Чарльз спасался хулиганством. Дрался в школе, пинался, кусался, и его с позором отсылали домой, где Винни лупила его той же щеткой. Он носился как одержимый, все ронял, все ломал, потом застывал с идиотской ухмылкой. Ему вечно не сиделось на месте. Может, потому, что родился в дороге. Когда Винни его отчитывала, он стоял руки в боки, ржал, как робот на пружинке, — ха-ха-ха, — и Винни лупила его по лицу, чтоб замолчал.

Почти каждую ночь он писался в постель — что особенно удручало Винни, которая ежеутренне сгружала его постельное белье в медный котел, сопровождая процедуру рыданиями и ламентациями, достойными катастрофы библейских пропорций.

— Я не понимаю, что с тобой такое! — визжала она, волоча его за большое ухо вверх по лестнице.


Один аспект суррогатного материнства неустанно поражал Винни: оказывается, дети растут. Изобрети китайцы метод бинтования всего тела, Винни стала бы их первым заказчиком.

— Ты что, опять выросла? — скрежетала она всякий раз, когда Изобел предъявляла пальцы, стоптанные в слишком тесной обуви, а худые веснушчатые запястья Чарльза вылезали из манжет блейзера.

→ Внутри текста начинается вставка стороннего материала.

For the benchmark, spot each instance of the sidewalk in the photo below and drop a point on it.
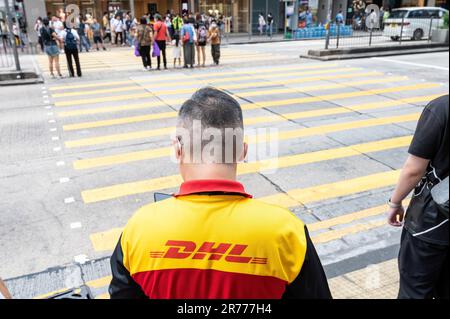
(29, 74)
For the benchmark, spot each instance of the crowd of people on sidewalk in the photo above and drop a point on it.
(188, 35)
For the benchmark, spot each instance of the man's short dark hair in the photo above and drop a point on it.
(211, 119)
(214, 108)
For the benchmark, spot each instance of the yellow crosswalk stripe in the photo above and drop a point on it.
(303, 132)
(179, 101)
(167, 182)
(249, 106)
(175, 83)
(170, 77)
(298, 197)
(107, 240)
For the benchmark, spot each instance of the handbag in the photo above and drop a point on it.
(156, 50)
(440, 195)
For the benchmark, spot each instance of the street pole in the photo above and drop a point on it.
(9, 17)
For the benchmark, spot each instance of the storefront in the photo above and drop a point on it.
(95, 8)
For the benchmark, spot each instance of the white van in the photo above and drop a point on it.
(416, 22)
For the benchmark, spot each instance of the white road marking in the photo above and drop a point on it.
(69, 200)
(414, 64)
(81, 259)
(75, 225)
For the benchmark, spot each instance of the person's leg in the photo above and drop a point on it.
(50, 65)
(163, 52)
(204, 55)
(69, 62)
(420, 265)
(77, 62)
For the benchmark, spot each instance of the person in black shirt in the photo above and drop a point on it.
(423, 256)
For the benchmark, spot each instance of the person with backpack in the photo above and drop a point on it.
(214, 38)
(51, 40)
(189, 37)
(82, 34)
(70, 37)
(144, 41)
(202, 39)
(161, 37)
(424, 249)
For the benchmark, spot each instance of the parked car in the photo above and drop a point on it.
(416, 21)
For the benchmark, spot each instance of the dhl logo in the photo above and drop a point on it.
(232, 253)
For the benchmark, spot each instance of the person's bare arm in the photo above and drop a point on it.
(413, 171)
(4, 291)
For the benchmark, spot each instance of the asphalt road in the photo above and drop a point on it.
(79, 156)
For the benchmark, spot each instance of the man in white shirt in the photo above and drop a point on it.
(71, 39)
(4, 293)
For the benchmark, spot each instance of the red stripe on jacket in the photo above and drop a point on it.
(208, 284)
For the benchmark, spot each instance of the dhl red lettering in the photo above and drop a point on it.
(208, 248)
(174, 250)
(234, 255)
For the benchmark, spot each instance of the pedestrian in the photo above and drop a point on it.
(340, 17)
(161, 37)
(261, 23)
(189, 37)
(4, 33)
(176, 42)
(144, 40)
(4, 292)
(70, 37)
(58, 26)
(106, 27)
(82, 33)
(212, 240)
(424, 249)
(117, 26)
(270, 24)
(37, 28)
(51, 41)
(97, 34)
(214, 38)
(202, 39)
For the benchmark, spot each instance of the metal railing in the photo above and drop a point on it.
(392, 32)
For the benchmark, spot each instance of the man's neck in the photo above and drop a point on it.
(208, 171)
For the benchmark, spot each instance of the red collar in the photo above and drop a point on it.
(210, 186)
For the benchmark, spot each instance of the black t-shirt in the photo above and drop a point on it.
(431, 141)
(47, 38)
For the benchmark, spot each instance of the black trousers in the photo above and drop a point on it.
(69, 55)
(145, 55)
(424, 269)
(119, 34)
(162, 48)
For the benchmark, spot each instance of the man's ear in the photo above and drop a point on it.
(244, 153)
(178, 149)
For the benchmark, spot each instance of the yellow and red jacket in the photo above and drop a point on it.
(213, 241)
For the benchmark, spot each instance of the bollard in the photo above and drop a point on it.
(401, 30)
(430, 32)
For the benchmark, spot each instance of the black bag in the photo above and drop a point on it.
(423, 212)
(440, 194)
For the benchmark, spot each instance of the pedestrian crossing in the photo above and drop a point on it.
(123, 59)
(325, 113)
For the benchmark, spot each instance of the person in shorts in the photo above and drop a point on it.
(98, 35)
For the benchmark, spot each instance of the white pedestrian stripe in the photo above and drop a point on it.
(75, 225)
(69, 200)
(64, 180)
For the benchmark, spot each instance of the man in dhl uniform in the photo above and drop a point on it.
(212, 240)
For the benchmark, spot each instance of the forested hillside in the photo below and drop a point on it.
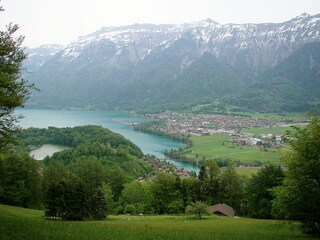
(158, 67)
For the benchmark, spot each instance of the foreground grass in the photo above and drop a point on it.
(18, 223)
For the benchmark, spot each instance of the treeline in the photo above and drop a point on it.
(76, 136)
(87, 189)
(98, 175)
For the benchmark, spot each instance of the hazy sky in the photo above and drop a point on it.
(62, 21)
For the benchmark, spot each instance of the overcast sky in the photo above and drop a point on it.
(62, 21)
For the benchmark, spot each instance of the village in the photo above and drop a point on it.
(208, 124)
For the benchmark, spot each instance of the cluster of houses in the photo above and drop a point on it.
(163, 166)
(207, 124)
(273, 140)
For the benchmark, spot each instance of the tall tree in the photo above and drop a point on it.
(259, 190)
(299, 198)
(14, 91)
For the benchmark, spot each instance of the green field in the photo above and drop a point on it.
(274, 130)
(18, 223)
(213, 147)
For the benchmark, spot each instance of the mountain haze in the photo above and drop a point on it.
(174, 66)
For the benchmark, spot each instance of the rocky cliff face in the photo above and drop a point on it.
(128, 62)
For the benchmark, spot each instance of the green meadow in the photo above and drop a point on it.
(18, 223)
(215, 147)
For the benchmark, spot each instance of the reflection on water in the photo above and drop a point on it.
(115, 121)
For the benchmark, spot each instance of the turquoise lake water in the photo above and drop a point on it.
(115, 121)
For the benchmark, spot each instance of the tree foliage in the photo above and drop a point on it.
(299, 198)
(198, 209)
(259, 190)
(14, 91)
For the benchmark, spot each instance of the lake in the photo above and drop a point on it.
(115, 121)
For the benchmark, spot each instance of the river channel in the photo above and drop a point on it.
(115, 121)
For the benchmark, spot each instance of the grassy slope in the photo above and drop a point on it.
(212, 147)
(17, 223)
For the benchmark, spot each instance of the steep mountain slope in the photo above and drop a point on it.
(292, 85)
(167, 65)
(38, 56)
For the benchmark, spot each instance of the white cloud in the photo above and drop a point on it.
(61, 21)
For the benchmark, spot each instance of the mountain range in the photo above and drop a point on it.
(264, 67)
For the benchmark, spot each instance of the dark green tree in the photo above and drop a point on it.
(198, 209)
(20, 181)
(298, 198)
(259, 191)
(14, 91)
(166, 196)
(231, 191)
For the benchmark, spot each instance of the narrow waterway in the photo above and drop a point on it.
(115, 121)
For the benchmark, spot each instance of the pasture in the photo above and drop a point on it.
(18, 223)
(216, 147)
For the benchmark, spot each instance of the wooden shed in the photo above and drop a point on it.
(222, 209)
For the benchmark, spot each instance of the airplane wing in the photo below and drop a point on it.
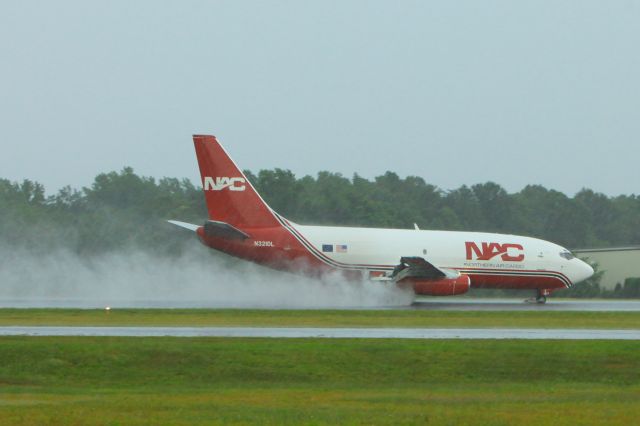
(417, 267)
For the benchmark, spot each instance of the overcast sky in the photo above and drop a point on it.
(462, 92)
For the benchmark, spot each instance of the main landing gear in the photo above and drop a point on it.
(541, 296)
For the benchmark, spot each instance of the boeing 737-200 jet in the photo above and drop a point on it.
(436, 263)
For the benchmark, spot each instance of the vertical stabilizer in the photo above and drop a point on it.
(229, 195)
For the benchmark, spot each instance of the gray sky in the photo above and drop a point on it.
(460, 92)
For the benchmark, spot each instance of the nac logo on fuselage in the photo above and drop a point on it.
(487, 251)
(220, 183)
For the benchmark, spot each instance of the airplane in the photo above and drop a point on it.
(435, 263)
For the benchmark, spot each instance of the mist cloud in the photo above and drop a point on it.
(196, 278)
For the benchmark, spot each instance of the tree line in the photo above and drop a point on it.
(124, 210)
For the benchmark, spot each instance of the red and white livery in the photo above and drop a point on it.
(434, 263)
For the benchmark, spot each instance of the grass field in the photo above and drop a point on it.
(85, 380)
(320, 318)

Раз уж ей достались дети, пускай они будут карликами. Хотя, разумеется, с точки зрения Винни, не бывает детей подходящей модели — разве что выросшие и уехавшие.

Ладно бы Чарльз, низкорослый, давно отставший от сверстников, но вот с Изобел были проблемы. За полгода она выросла из старой школьной формы, и Винни решительно отказалась покупать новую.

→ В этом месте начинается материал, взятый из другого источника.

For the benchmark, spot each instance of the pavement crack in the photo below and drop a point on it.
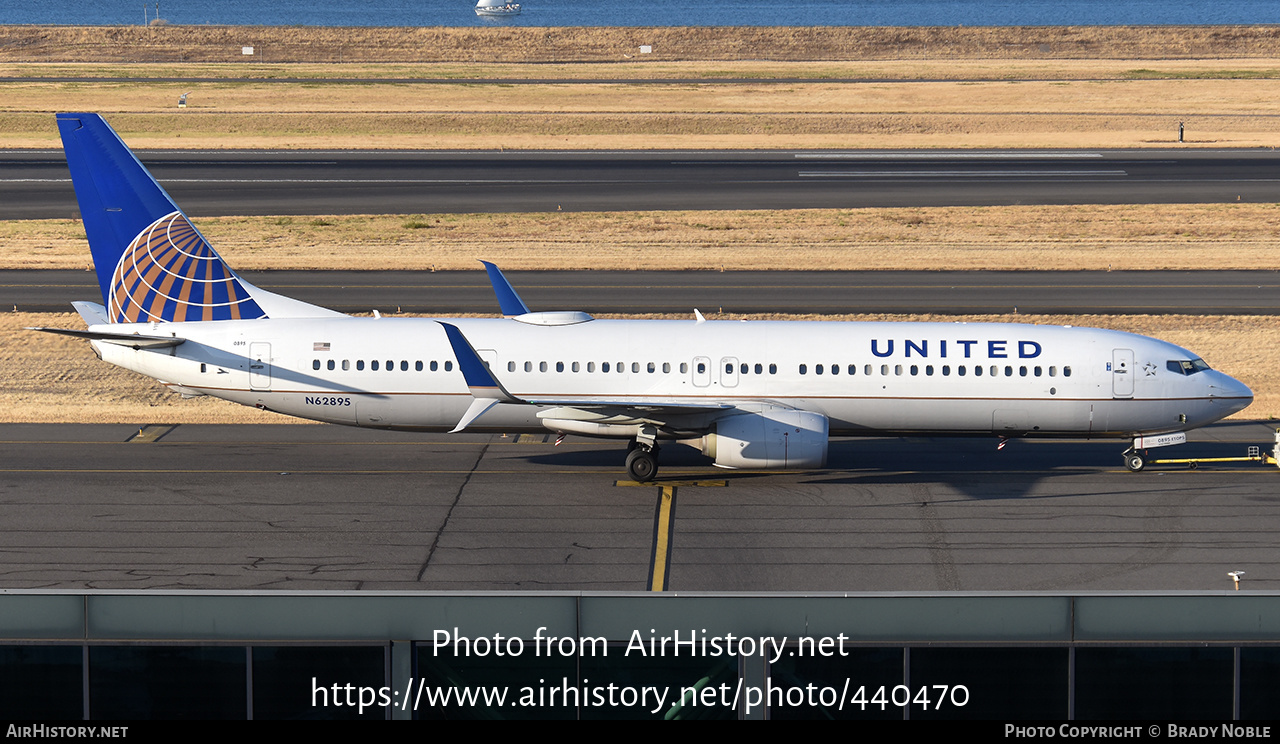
(448, 515)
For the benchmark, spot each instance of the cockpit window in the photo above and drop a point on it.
(1187, 366)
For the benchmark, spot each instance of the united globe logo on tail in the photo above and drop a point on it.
(170, 273)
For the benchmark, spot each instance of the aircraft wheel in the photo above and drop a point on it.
(641, 465)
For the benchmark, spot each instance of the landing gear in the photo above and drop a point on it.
(643, 464)
(643, 455)
(1134, 460)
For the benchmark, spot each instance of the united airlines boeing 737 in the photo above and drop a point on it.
(753, 395)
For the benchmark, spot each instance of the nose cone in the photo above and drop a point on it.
(1229, 392)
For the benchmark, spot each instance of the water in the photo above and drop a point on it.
(650, 12)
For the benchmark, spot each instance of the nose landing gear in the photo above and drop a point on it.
(1134, 460)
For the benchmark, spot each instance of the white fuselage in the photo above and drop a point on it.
(867, 378)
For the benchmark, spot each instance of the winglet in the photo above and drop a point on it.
(508, 300)
(480, 380)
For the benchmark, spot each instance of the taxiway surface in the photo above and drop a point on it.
(35, 183)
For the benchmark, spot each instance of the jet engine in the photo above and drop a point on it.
(775, 437)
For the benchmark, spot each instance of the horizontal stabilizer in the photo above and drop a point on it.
(92, 313)
(508, 300)
(129, 339)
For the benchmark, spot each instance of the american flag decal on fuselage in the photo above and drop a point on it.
(170, 273)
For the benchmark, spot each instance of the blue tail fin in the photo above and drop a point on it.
(151, 263)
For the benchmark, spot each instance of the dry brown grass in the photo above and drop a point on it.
(48, 378)
(551, 45)
(1224, 236)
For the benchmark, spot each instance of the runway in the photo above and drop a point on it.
(679, 292)
(36, 183)
(328, 507)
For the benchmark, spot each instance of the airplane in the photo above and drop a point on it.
(750, 395)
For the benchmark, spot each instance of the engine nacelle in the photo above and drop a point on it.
(781, 438)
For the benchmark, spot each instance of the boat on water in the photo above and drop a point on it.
(497, 8)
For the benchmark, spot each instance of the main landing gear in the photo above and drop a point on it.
(643, 456)
(1134, 460)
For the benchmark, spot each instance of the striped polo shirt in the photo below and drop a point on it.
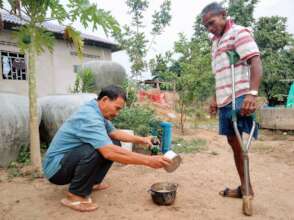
(241, 40)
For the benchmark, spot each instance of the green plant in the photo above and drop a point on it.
(131, 89)
(137, 118)
(85, 82)
(24, 155)
(184, 146)
(33, 40)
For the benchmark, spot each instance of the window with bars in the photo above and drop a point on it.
(13, 66)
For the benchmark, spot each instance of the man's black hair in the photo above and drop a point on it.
(214, 8)
(112, 92)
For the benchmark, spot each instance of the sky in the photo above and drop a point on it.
(183, 16)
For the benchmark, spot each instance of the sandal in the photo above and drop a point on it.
(81, 206)
(233, 193)
(100, 186)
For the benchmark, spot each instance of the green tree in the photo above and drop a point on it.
(195, 83)
(242, 11)
(33, 39)
(85, 82)
(276, 46)
(133, 37)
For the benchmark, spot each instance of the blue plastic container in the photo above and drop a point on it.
(166, 136)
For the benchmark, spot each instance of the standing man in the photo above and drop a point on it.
(248, 73)
(82, 150)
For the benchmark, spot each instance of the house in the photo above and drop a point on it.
(55, 71)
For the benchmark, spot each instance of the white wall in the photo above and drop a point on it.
(55, 72)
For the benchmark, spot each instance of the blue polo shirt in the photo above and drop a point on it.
(87, 125)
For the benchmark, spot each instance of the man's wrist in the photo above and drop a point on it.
(253, 92)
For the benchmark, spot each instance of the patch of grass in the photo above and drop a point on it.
(21, 166)
(184, 146)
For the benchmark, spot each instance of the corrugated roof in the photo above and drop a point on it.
(58, 29)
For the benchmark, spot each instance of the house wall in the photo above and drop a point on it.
(55, 72)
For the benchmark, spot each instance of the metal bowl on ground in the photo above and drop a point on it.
(163, 193)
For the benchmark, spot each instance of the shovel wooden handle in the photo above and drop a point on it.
(247, 205)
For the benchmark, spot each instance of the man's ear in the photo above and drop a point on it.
(224, 14)
(104, 98)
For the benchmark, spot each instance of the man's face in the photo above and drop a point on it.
(214, 23)
(111, 108)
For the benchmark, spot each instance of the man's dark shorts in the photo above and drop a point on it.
(226, 124)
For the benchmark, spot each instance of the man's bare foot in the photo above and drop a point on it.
(100, 186)
(81, 204)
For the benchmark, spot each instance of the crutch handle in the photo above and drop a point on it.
(233, 57)
(235, 114)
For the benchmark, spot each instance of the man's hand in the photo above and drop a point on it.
(249, 105)
(213, 107)
(147, 140)
(158, 161)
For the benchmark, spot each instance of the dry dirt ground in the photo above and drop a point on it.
(200, 178)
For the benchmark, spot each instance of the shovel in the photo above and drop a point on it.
(247, 198)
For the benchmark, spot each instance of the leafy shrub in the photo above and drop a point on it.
(131, 89)
(138, 118)
(85, 82)
(184, 146)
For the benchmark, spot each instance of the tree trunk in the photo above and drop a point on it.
(34, 122)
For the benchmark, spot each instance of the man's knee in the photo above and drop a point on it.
(234, 143)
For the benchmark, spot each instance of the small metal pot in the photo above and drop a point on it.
(163, 193)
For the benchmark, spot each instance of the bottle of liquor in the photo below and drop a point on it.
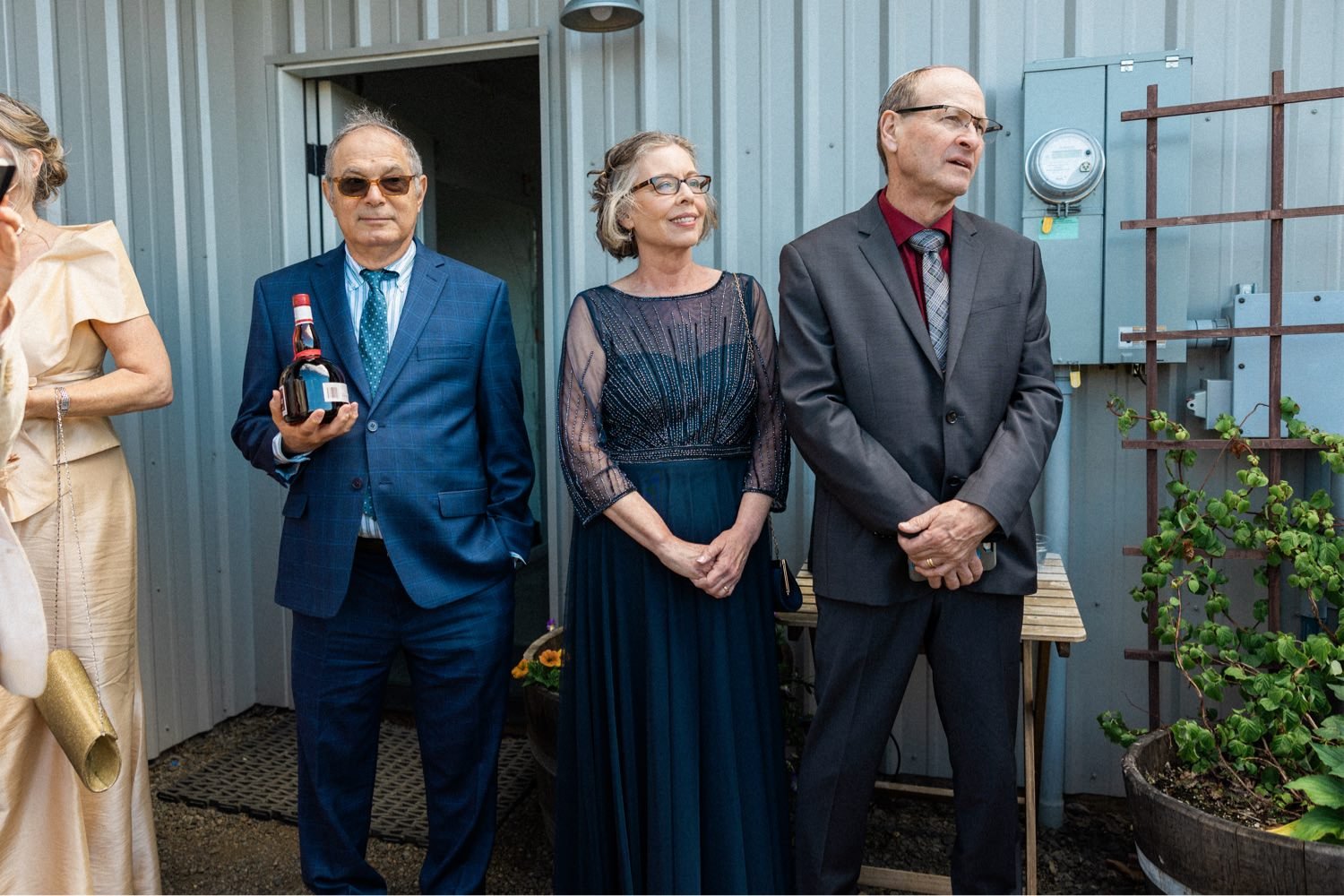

— Как грибы после дождя, — умилилась миссис Бакстер, принеся Винни сверток. — Ношеная, но в чудном состоянии, — уговаривала она.

Она и не знала, возмутилась Винни, что нуждается в благотворительности, и миссис Бакстер сказала:

— Ох-х нет-нет-нет-нет, ну какая благотворительность, просто в школе у мистера Бакстера целое море формы про запас — все считают, что это разумно… я и решила… они так быстро вырастают… и новые покупать — только деньги на ветер, и… это разумно… очень многие так считают…

И в конце концов, когда сложилось впечатление, будто Винни делает миссис Бакстер одолжение, а не наоборот, Винни приняла сверток. Нелюбезно ворча. Можно ли утонуть в море школьной формы?


Клоунская Чарльзова физиономия лыбилась из-под фуражки а-ля Билли Бантер [54] — Чарльз собрал обширную коллекцию дурацких гримас, посредством которых и общался с внешним миром, будто мир крепче его полюбит, если Чарльз сумеет одновременно скосить глаза к носу и надуть щеки. Ничего подобного, увы.

Простуда, одолевавшая Чарльза со дня смерти Вдовы, так его и не оставила — нос вечно забит желто-зелеными соплями, уши заложены чем-то похожим. Чарльз населял подводный мир слабослышащих, и, лишь когда школьная медсестра направила его в больницу, остальные узнали, до какой степени он полагался на чтение по губам, расшифровывая слова, — ушная дислексия, игра «эрудит» на слух.

— Такой-то лопоухий, — сказала Винни, она много часов проторчала в больничной приемной и была недовольна, — мог бы и научиться слышать.

Бедный Чарльз, у него на голове торчали розовые уши слоненка Дамбо, как у тезки королевских кровей.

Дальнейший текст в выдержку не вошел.